Seismic demand on brace-intersected beams in two-story X-braced frames

Abstract

A study on the seismic demand on braced-intersected beams in two-story X-braced frames is presented to address a major concern: whether or not the beam is likely to become inelastic during the design earthquake ground motion, and if so, how such inelastic deformation affects the seismic behavior of the frames as a whole. Typical 6- and 12-story buildings using two-story X-braced frames with strong and weak braced-intersected beams were subjected to a set of 20 earthquake ground motions, and resulting seismic responses were discussed in terms of seismic strength and deformation demands on beams and the impact of inelastic deformation in weak beams on critical components in two-story X-braced frames.
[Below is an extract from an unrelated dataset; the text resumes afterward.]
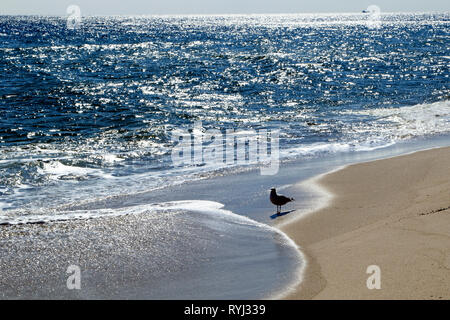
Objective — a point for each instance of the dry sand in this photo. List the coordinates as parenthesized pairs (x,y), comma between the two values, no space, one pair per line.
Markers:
(393,213)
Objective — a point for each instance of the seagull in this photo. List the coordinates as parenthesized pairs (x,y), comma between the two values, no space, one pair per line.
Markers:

In addition, the 6- and 12-story buildings with inverted V-braced frames were also studied for comparison. The study concludes that brace-intersected beams in two-story X-braced frames designed with the minimum possible required strength permitted by the current design provisions would undergo significant vertical inelastic deformation when the frames experience the expected 0.02–0.04 story drift ratio response, and the inelastic deformation in the middle spans of brace-intersected beams substantially increases ductility demands on braces and beam-to-column connections. This study also finds that the use of story drift ratio as sole deformation response index fails to reveal actual seismic response of critical components in two-story X-braced frames when beams experience inelastic deformation within their own spans.